Feel is one of those personal characteristics that make people like certain clubs over others. For me, these have a soft, solid feel that I would expect from a quality forged club. For a forged club, these are also incredibly forgiving. The tungsten weights in the mid and long irons really increase distance and forgiveness on off center hits. My misses were flying just as far as a center strike, and felt just as soft. For me, that’s not always a good thing. When my last shot was “not so perfect,” I try to apply how the shot felt at impact to the next few swings so I can adjust on the fly. My old blades had a very obvious feel when the shot wasn’t dead square, and I could learn and apply that to the next shot. It’s a little harder with the AMP Forged. They are so forgiving that they don’t’ always give you that immediate feedback, making it harder to know how to prevent that same swing on the next shot. Every shot with the AMP Forged feels flush. These might make things difficult for the better player who is always trying to improve and learn something from each shot.

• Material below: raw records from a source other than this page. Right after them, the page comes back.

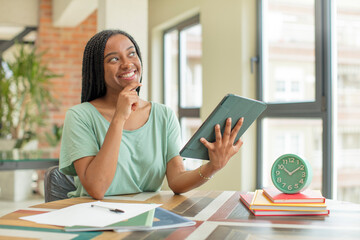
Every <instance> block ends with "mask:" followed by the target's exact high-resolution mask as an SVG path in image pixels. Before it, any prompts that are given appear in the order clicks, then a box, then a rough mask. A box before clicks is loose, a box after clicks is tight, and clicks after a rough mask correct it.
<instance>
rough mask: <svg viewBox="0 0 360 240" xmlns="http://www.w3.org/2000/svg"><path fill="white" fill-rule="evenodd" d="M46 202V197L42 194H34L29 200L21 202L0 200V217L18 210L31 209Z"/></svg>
mask: <svg viewBox="0 0 360 240" xmlns="http://www.w3.org/2000/svg"><path fill="white" fill-rule="evenodd" d="M43 202H44V197H43V196H41V195H40V194H33V195H32V196H31V197H29V199H27V200H25V201H21V202H12V201H4V200H0V217H1V216H4V215H6V214H8V213H10V212H13V211H15V210H18V209H23V208H27V207H30V206H32V205H36V204H40V203H43Z"/></svg>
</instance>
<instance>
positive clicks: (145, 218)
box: [64, 209, 155, 232]
mask: <svg viewBox="0 0 360 240" xmlns="http://www.w3.org/2000/svg"><path fill="white" fill-rule="evenodd" d="M154 214H155V209H152V210H150V211H148V212H144V213H142V214H140V215H137V216H135V217H133V218H130V219H127V220H125V221H121V222H117V223H114V224H111V225H108V226H105V227H91V226H72V227H65V228H64V230H65V232H84V231H104V230H134V231H135V230H146V229H147V228H151V227H152V225H153V220H154Z"/></svg>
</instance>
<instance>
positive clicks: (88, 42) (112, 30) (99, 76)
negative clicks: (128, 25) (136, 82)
mask: <svg viewBox="0 0 360 240" xmlns="http://www.w3.org/2000/svg"><path fill="white" fill-rule="evenodd" d="M117 34H121V35H124V36H126V37H127V38H128V39H129V40H130V41H131V42H132V43H133V44H134V46H135V50H136V54H137V55H138V57H139V59H140V63H141V68H142V59H141V53H140V48H139V46H138V44H137V43H136V41H135V39H134V38H133V37H132V36H131V35H130V34H128V33H126V32H124V31H121V30H104V31H101V32H99V33H97V34H95V35H94V36H93V37H92V38H91V39H90V40H89V41H88V43H87V44H86V46H85V50H84V56H83V64H82V90H81V102H82V103H83V102H90V101H92V100H94V99H96V98H99V97H102V96H104V95H105V94H106V85H105V78H104V51H105V45H106V43H107V41H108V39H109V38H110V37H111V36H113V35H117ZM141 81H142V76H141V77H140V82H141ZM136 91H137V92H138V94H139V92H140V87H138V88H137V89H136Z"/></svg>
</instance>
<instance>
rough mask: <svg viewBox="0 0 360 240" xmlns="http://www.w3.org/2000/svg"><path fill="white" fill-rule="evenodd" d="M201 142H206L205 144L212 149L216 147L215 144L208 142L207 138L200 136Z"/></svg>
mask: <svg viewBox="0 0 360 240" xmlns="http://www.w3.org/2000/svg"><path fill="white" fill-rule="evenodd" d="M200 142H201V143H202V144H204V146H205V147H206V148H207V149H208V150H209V151H210V150H213V149H214V147H213V144H212V143H210V142H208V141H207V140H206V139H205V138H200Z"/></svg>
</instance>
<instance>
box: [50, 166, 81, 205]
mask: <svg viewBox="0 0 360 240" xmlns="http://www.w3.org/2000/svg"><path fill="white" fill-rule="evenodd" d="M74 190H76V187H75V184H74V177H72V176H68V175H65V174H63V173H61V172H60V171H59V166H53V167H50V168H48V169H47V170H46V172H45V177H44V193H45V202H51V201H56V200H61V199H66V198H68V196H67V193H68V192H71V191H74Z"/></svg>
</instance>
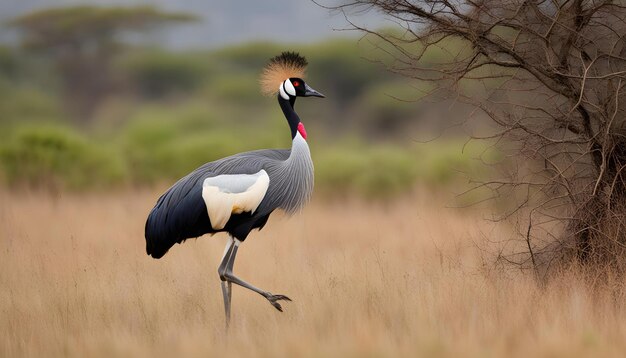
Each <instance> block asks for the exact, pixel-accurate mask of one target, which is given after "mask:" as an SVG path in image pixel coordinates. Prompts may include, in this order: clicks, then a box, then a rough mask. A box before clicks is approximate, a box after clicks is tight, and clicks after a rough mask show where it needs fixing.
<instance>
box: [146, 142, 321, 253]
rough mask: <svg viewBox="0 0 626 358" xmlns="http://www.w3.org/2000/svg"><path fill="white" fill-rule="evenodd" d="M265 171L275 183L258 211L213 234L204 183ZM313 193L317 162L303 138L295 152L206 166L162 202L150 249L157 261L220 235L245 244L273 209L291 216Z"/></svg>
mask: <svg viewBox="0 0 626 358" xmlns="http://www.w3.org/2000/svg"><path fill="white" fill-rule="evenodd" d="M261 169H263V170H265V171H266V172H267V175H268V176H269V178H270V181H269V186H268V189H267V192H266V194H265V196H264V197H263V200H262V201H261V203H260V204H259V206H258V208H257V209H256V211H255V212H254V213H247V214H245V215H247V216H245V218H246V220H242V223H241V224H239V222H238V221H237V218H236V216H238V215H233V217H232V218H231V219H232V220H233V222H232V223H231V225H227V226H226V227H225V228H224V229H223V230H213V228H212V227H211V223H210V221H209V219H208V214H207V209H206V204H205V202H204V200H203V198H202V185H203V182H204V180H205V179H207V178H214V177H217V176H219V175H223V174H250V175H251V174H256V173H258V172H259V171H260V170H261ZM219 181H220V180H218V182H219ZM312 192H313V162H312V160H311V154H310V151H309V147H308V145H307V143H306V141H305V140H304V139H303V138H302V137H301V136H300V134H297V135H296V136H295V137H294V139H293V142H292V148H291V150H288V149H264V150H256V151H251V152H245V153H240V154H235V155H232V156H230V157H226V158H223V159H220V160H216V161H214V162H210V163H206V164H204V165H202V166H201V167H199V168H198V169H196V170H194V171H193V172H191V173H190V174H188V175H187V176H185V177H183V178H182V179H180V180H179V181H178V182H176V183H175V184H174V185H173V186H172V187H171V188H169V189H168V190H167V191H166V192H165V193H164V194H163V195H162V196H161V197H160V198H159V200H158V201H157V204H156V205H155V207H154V208H153V209H152V211H151V212H150V215H149V216H148V220H147V222H146V243H147V246H146V250H147V252H148V254H150V255H152V256H153V257H156V258H158V257H161V256H163V255H164V254H165V253H166V252H167V250H169V248H170V247H171V246H172V245H174V244H175V243H180V242H182V241H184V240H185V239H188V238H192V237H198V236H202V235H204V234H206V233H214V232H217V231H227V232H229V233H230V234H231V235H233V236H234V237H237V238H239V239H240V240H242V241H243V240H245V238H246V236H247V234H248V233H249V232H250V230H251V229H252V228H255V227H257V228H260V227H262V226H263V225H264V224H265V222H266V221H267V218H268V217H269V214H271V213H272V212H273V211H274V210H276V209H282V210H284V211H285V212H287V213H289V214H293V213H295V212H297V211H298V210H300V209H301V208H302V207H303V206H304V205H305V204H306V203H307V201H308V200H309V199H310V197H311V194H312ZM248 219H252V220H248Z"/></svg>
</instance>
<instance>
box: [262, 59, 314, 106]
mask: <svg viewBox="0 0 626 358" xmlns="http://www.w3.org/2000/svg"><path fill="white" fill-rule="evenodd" d="M307 64H308V62H307V60H306V58H304V57H302V56H300V55H299V54H298V53H297V52H289V51H287V52H283V53H281V54H280V55H278V56H275V57H272V58H271V59H270V61H269V63H268V64H267V65H266V66H265V68H264V69H263V73H262V74H261V80H260V83H261V92H263V94H265V95H268V96H270V95H273V94H275V93H276V92H278V88H279V87H280V84H281V83H283V81H285V80H286V79H288V78H292V77H298V78H304V71H305V70H306V66H307Z"/></svg>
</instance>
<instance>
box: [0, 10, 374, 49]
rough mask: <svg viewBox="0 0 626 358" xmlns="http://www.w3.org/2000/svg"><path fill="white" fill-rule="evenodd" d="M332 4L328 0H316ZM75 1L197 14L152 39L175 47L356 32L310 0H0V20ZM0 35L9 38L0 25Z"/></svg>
mask: <svg viewBox="0 0 626 358" xmlns="http://www.w3.org/2000/svg"><path fill="white" fill-rule="evenodd" d="M322 2H323V3H326V4H332V3H333V2H334V0H322ZM76 4H92V5H103V6H104V5H111V4H117V5H120V4H121V5H140V4H151V5H154V6H157V7H159V8H162V9H166V10H173V11H184V12H189V13H192V14H195V15H198V16H199V17H201V18H202V19H203V20H202V21H200V22H198V23H195V24H192V25H177V26H173V27H171V28H170V29H169V30H167V31H165V32H164V33H160V34H159V36H158V37H155V36H153V37H152V38H153V40H157V41H163V42H164V43H165V44H166V45H168V46H170V47H176V48H189V47H217V46H222V45H225V44H234V43H240V42H247V41H255V40H271V41H277V42H311V41H316V40H320V39H323V38H327V37H331V36H350V35H352V36H357V34H356V33H354V32H348V31H339V29H345V28H347V27H348V26H349V24H348V23H347V22H346V20H345V18H344V16H343V14H340V13H332V12H330V11H328V10H326V9H323V8H321V7H320V6H318V5H316V4H315V3H313V2H312V1H310V0H256V1H255V0H0V20H2V21H6V20H7V19H10V18H12V17H14V16H17V15H20V14H23V13H26V12H29V11H32V10H35V9H40V8H45V7H53V6H54V7H57V6H67V5H76ZM351 20H356V21H358V22H359V23H360V24H367V25H368V26H380V25H381V24H382V23H383V22H382V20H381V18H380V16H378V15H377V14H366V15H361V16H359V17H354V18H352V17H351ZM0 31H2V33H1V34H0V40H2V41H8V40H10V39H11V38H12V34H11V32H10V31H7V30H6V29H3V30H0Z"/></svg>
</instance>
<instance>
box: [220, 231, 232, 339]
mask: <svg viewBox="0 0 626 358" xmlns="http://www.w3.org/2000/svg"><path fill="white" fill-rule="evenodd" d="M233 243H234V239H233V238H232V237H229V238H228V242H227V243H226V248H225V249H224V256H223V257H222V262H221V263H220V266H219V268H218V269H217V272H218V273H219V274H220V278H222V272H224V271H225V270H226V267H227V265H228V259H229V258H230V255H231V254H232V252H233V246H234V245H233ZM232 293H233V291H232V284H231V283H230V282H227V281H225V280H224V279H222V296H223V297H224V313H225V314H226V329H228V327H229V325H230V302H231V299H232Z"/></svg>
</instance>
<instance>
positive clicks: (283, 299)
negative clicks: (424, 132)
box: [265, 292, 291, 312]
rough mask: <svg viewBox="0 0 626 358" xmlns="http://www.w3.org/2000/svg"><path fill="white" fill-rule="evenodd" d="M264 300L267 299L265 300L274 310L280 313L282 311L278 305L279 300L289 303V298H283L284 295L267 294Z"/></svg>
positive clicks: (289, 298) (281, 309)
mask: <svg viewBox="0 0 626 358" xmlns="http://www.w3.org/2000/svg"><path fill="white" fill-rule="evenodd" d="M265 298H267V300H268V301H270V303H271V304H272V306H274V308H276V309H277V310H279V311H280V312H282V311H283V307H282V306H281V305H280V303H278V301H280V300H284V301H291V298H289V297H287V296H284V295H272V294H271V293H269V292H268V295H267V296H265Z"/></svg>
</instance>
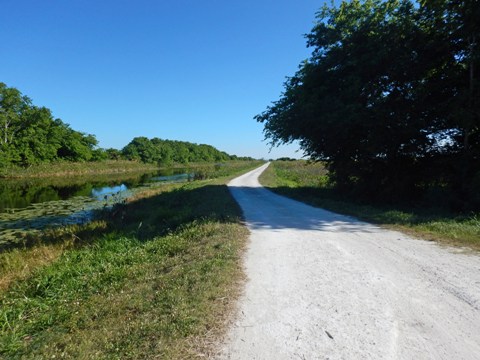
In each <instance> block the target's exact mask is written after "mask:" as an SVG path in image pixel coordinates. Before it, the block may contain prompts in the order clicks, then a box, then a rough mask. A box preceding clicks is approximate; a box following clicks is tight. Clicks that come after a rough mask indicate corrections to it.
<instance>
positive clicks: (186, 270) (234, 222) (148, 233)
mask: <svg viewBox="0 0 480 360" xmlns="http://www.w3.org/2000/svg"><path fill="white" fill-rule="evenodd" d="M254 165H258V164H250V165H248V166H247V165H246V164H244V165H243V166H244V167H243V168H241V167H240V166H239V167H237V168H236V169H234V170H232V171H231V173H230V177H232V176H233V174H234V173H235V174H239V173H241V172H244V171H246V170H248V169H249V168H251V167H252V166H254ZM227 179H228V178H220V179H217V180H206V181H197V182H191V183H186V184H170V185H168V186H164V187H159V188H156V189H146V190H145V192H144V193H138V194H137V196H136V198H135V199H132V200H131V201H129V202H128V203H126V204H123V205H118V206H117V207H116V208H115V209H114V211H112V212H108V213H107V212H105V213H104V216H103V219H101V220H97V221H96V222H94V223H91V224H88V225H85V226H74V227H69V228H63V229H53V230H50V231H49V232H46V233H45V234H44V241H42V242H41V243H40V244H39V245H38V246H34V247H32V248H26V249H22V250H21V249H14V250H11V251H9V252H6V253H2V254H0V264H3V265H2V266H0V277H2V278H5V277H10V280H9V281H6V282H5V283H4V285H3V288H2V287H0V357H2V356H3V357H4V358H8V359H22V358H49V359H50V358H75V359H76V358H99V359H102V358H104V359H152V358H162V359H163V358H165V359H175V358H177V359H180V358H195V357H201V356H209V355H211V351H212V344H213V343H214V342H215V341H216V340H217V339H218V338H219V336H221V335H222V333H223V330H224V327H225V320H226V319H227V318H228V316H229V314H230V313H231V308H232V306H233V304H234V301H235V299H236V297H237V296H238V283H239V281H241V279H242V271H241V266H240V257H241V253H242V251H243V248H244V245H245V241H246V239H247V235H248V231H247V230H246V228H245V227H244V226H243V225H242V224H241V211H240V209H239V207H238V205H237V204H236V203H235V201H234V200H233V199H232V198H231V196H230V193H229V191H228V188H227V187H226V185H225V183H226V181H227ZM38 257H41V258H43V259H44V260H43V261H39V262H38V263H35V261H36V260H37V259H38ZM22 264H24V265H25V266H26V267H28V268H29V270H28V271H26V272H25V273H23V274H21V275H18V276H16V272H15V271H16V270H18V266H21V265H22ZM12 272H13V274H12Z"/></svg>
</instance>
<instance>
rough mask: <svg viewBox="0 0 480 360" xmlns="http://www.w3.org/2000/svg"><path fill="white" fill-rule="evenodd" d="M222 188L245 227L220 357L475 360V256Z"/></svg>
mask: <svg viewBox="0 0 480 360" xmlns="http://www.w3.org/2000/svg"><path fill="white" fill-rule="evenodd" d="M266 166H267V165H265V166H262V167H261V168H259V169H257V170H254V171H252V172H249V173H247V174H245V175H243V176H240V177H239V178H237V179H234V180H232V181H231V182H230V184H229V186H230V190H231V192H232V194H233V196H234V197H235V199H236V200H237V201H238V203H239V204H240V206H241V207H242V209H243V211H244V214H245V219H246V221H247V224H248V226H249V228H250V230H251V242H250V245H249V248H248V250H247V254H246V258H245V268H246V273H247V276H248V281H247V284H246V288H245V292H244V295H243V296H242V298H241V299H240V303H239V309H238V315H237V319H236V321H235V323H234V324H233V325H232V328H231V329H230V332H229V335H228V339H227V340H226V343H225V344H224V345H223V349H222V350H221V352H222V353H221V355H220V356H219V358H220V359H248V360H252V359H262V360H264V359H275V360H280V359H306V360H307V359H448V360H451V359H480V257H479V256H477V255H467V254H461V253H459V250H455V249H451V248H448V249H447V248H441V247H439V246H437V245H435V244H434V243H431V242H426V241H421V240H414V239H411V238H409V237H408V236H406V235H404V234H401V233H399V232H394V231H387V230H384V229H381V228H379V227H377V226H374V225H371V224H367V223H364V222H361V221H358V220H356V219H353V218H350V217H346V216H342V215H338V214H334V213H331V212H328V211H324V210H321V209H316V208H313V207H310V206H308V205H305V204H302V203H300V202H297V201H293V200H290V199H287V198H284V197H281V196H278V195H275V194H273V193H272V192H270V191H268V190H266V189H264V188H262V187H261V185H260V184H259V183H258V176H259V174H260V173H261V172H262V171H263V170H264V169H265V168H266Z"/></svg>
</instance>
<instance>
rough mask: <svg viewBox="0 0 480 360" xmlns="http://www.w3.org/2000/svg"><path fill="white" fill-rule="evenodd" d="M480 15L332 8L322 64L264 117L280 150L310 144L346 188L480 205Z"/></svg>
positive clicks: (306, 69)
mask: <svg viewBox="0 0 480 360" xmlns="http://www.w3.org/2000/svg"><path fill="white" fill-rule="evenodd" d="M478 19H480V2H478V1H475V0H467V1H461V2H458V1H453V0H437V1H433V0H424V1H421V2H420V3H418V2H413V1H409V0H387V1H380V0H366V1H351V2H342V3H341V4H340V5H339V6H338V7H335V6H331V7H324V8H323V9H322V10H321V11H320V12H319V13H318V14H317V20H318V21H317V24H316V25H315V27H314V28H313V30H312V32H311V33H310V34H308V35H307V43H308V46H310V47H312V48H313V52H312V55H311V57H310V58H309V59H308V60H307V61H305V63H303V64H302V65H301V66H300V68H299V70H298V71H297V73H296V74H295V75H294V76H293V77H291V78H289V79H288V80H287V81H286V83H285V90H284V93H283V95H282V96H281V98H280V99H279V100H278V101H276V102H274V103H273V104H272V105H271V106H269V107H268V108H267V110H266V111H265V112H263V113H262V114H260V115H257V117H256V119H257V120H258V121H260V122H262V123H264V126H265V128H264V132H265V135H266V138H268V139H270V140H271V143H272V145H278V144H280V143H288V142H291V141H294V140H298V141H299V143H300V145H301V148H302V149H303V150H304V152H305V154H306V155H308V156H310V157H311V158H313V159H315V160H322V161H325V162H326V164H327V166H328V168H329V170H330V174H331V177H332V180H333V182H334V183H335V184H336V186H337V187H338V188H339V189H342V190H343V191H350V192H351V193H353V194H356V195H360V194H361V195H362V196H368V197H370V198H372V197H377V198H382V199H385V198H387V199H405V198H406V197H410V198H418V197H419V196H424V195H429V196H431V197H434V195H432V194H434V193H435V192H438V191H439V192H440V193H442V194H449V196H450V205H452V206H454V207H456V208H472V207H480V197H479V195H478V189H479V188H480V111H479V110H480V109H479V107H480V91H479V80H478V71H479V70H478V69H479V68H480V67H479V62H480V50H479V46H478V41H479V39H480V21H478Z"/></svg>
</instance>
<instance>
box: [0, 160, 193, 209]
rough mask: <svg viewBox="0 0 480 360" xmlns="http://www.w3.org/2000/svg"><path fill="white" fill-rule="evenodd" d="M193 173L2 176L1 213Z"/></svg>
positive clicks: (121, 192)
mask: <svg viewBox="0 0 480 360" xmlns="http://www.w3.org/2000/svg"><path fill="white" fill-rule="evenodd" d="M190 176H191V175H189V172H188V170H187V169H185V168H183V169H165V170H162V171H156V172H153V173H152V172H150V173H136V174H113V175H112V174H110V175H96V176H94V177H92V176H76V177H58V178H47V179H27V180H0V213H5V212H7V211H11V209H25V208H27V207H29V206H31V205H32V204H41V203H46V202H50V201H60V200H70V199H73V198H76V197H91V198H92V199H95V200H104V198H105V196H107V197H110V196H113V195H115V194H118V193H120V194H122V195H123V193H126V192H127V191H128V189H133V188H135V187H139V186H142V185H146V184H149V183H152V182H158V181H186V180H188V179H189V177H190Z"/></svg>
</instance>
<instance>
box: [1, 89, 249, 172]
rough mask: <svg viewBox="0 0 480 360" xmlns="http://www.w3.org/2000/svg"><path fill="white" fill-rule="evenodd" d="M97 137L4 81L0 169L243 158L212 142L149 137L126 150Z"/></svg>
mask: <svg viewBox="0 0 480 360" xmlns="http://www.w3.org/2000/svg"><path fill="white" fill-rule="evenodd" d="M97 145H98V141H97V139H96V138H95V136H94V135H91V134H85V133H82V132H79V131H76V130H73V129H72V128H70V126H69V125H68V124H66V123H64V122H63V121H62V120H60V119H55V118H54V117H53V115H52V113H51V111H50V110H49V109H47V108H46V107H38V106H35V105H33V104H32V100H31V99H30V98H28V97H27V96H24V95H23V94H22V93H21V92H20V91H19V90H17V89H15V88H12V87H7V85H5V84H4V83H1V82H0V168H2V167H3V168H5V167H9V166H22V167H28V166H31V165H37V164H42V163H50V162H54V161H60V160H61V161H72V162H83V161H100V160H107V159H111V160H120V159H128V160H134V161H141V162H145V163H157V164H160V165H170V164H173V163H182V164H186V163H189V162H218V161H225V160H235V159H239V160H243V159H250V158H238V157H237V156H235V155H233V156H231V155H228V154H227V153H225V152H222V151H219V150H217V149H215V148H214V147H213V146H210V145H197V144H192V143H189V142H184V141H171V140H161V139H158V138H153V139H151V140H149V139H147V138H145V137H137V138H134V139H133V140H132V141H131V142H130V143H129V144H128V145H127V146H125V147H124V148H123V149H121V150H117V149H112V148H110V149H102V148H99V147H98V146H97Z"/></svg>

These are definitely a fun club to play. They break from the traditional look and add some great detail that player’s irons may have been missing. They provide the length and forgiveness of normal cavity backs with the versatility of traditional blades. The forged steel is very soft and forgiving, yet provides an explosive feel that makes each shot feel flush and solid. Are these the best feeling clubs I’ve ever played? Not quite. But for a strong player who wants distance, forgiveness and control, the AMP Forged are definitely near the top.